Tesco Rises 0.87% Before June 18 Q1 Update — Ftse 100 Share Price

Tesco Rises 0.87% Before June 18 Q1 Update — Ftse 100 Share Price

Tesco’s ftse 100 share price rose 0.87% to 473.00p on Friday, leaving the stock 4.10p higher for the week ahead of its June 18 first-quarter trading statement. The move kept Tesco below its 52-week high of 508.00p and above its 52-week low of 392.60p. The latest buyback purchase gave the market another signal that management is still returning cash while the update date draws closer.

Tesco’s 1,930,870-share buyback

Tesco said on June 12 that it bought back 1,930,870 ordinary shares on June 11 at an average price of 473.51p each. The repurchased stock will be cancelled. Since the buyback began on April 22, Tesco has bought 66,718,610 shares for £304.2 million, a pace that keeps shrinking the share count even as the company heads toward its next trading update.
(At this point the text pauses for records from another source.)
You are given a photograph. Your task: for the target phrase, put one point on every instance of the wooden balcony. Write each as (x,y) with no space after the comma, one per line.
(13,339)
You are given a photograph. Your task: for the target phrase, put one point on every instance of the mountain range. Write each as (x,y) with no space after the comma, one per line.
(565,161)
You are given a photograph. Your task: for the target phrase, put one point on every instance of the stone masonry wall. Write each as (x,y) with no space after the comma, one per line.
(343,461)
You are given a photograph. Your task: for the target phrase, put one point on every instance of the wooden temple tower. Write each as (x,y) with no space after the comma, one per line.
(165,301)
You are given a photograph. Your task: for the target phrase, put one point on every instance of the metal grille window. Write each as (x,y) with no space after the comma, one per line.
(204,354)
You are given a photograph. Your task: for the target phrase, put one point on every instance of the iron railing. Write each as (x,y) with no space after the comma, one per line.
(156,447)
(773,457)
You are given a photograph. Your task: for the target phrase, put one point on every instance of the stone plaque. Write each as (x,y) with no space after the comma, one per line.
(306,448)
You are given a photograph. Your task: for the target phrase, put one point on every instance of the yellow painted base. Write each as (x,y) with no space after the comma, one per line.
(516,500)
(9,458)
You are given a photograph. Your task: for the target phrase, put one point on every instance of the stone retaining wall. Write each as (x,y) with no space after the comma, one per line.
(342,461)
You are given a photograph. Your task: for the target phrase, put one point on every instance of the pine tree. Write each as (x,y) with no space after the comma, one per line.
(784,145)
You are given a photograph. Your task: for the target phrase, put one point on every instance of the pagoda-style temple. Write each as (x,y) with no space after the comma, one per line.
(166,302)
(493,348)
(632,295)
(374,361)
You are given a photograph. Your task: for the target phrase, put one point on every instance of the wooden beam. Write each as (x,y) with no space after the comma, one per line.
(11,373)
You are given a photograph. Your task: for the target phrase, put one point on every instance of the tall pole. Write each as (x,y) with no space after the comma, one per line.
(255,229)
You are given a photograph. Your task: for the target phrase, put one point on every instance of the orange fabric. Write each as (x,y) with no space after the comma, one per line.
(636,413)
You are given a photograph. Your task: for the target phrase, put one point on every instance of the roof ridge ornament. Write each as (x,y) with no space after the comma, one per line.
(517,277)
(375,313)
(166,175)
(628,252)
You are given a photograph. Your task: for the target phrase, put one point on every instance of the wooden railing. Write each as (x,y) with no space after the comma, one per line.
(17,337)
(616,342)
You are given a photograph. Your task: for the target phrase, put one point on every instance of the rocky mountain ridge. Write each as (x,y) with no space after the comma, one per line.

473.51p is close to where the shares closed on Friday, which is why the buyback activity and the market price are tracking one another so closely. For holders, the immediate question is whether that cash return can keep supporting the stock if the June 18 statement lands without a fresh earnings surprise.

Ken Murphy and weekly shop costs

Ken Murphy said Tesco will “do whatever we can to help keep down the cost of the weekly shop.” That line matters because Tesco has already posted FY 2025/26 sales excluding VAT and fuel of £66.59 billion, up 4.6%, alongside adjusted operating profit of £3.15 billion and free cash flow of £1.96 billion. The company is also guiding for FY 2026/27 adjusted operating profit of £3.0 billion to £3.3 billion.

3.1% UK grocery inflation in the four weeks to May 17 gives the June 18 update a sharper edge. If sales keep trending higher, as Aarin Chiekrie said they “should see sales continue to trend higher,” Tesco’s buyback and operating guidance will be judged against a market that is still valuing the group at £29.72 billion, or 15.89 times earnings, with a 3.07% dividend yield.

FTSE 100 and Tesco’s range

1.6% was the FTSE 100’s gain on Friday, lifting the index to 10,471.7 points and leaving Tesco in a supportive tape rather than fighting the broader market. The shares still sit below the 508.00p peak from the past 52 weeks, so the next trading statement now has to do more than simply show steady trading; it has to justify why the stock should move closer to that range high.

June 18 is the next hard date for Tesco holders, and the focus will be on whether sales, margins and the buyback can all stay aligned in one print. A stock that finished at 473.00p has left the market with a clean marker: the update must either reinforce that level or force a reset.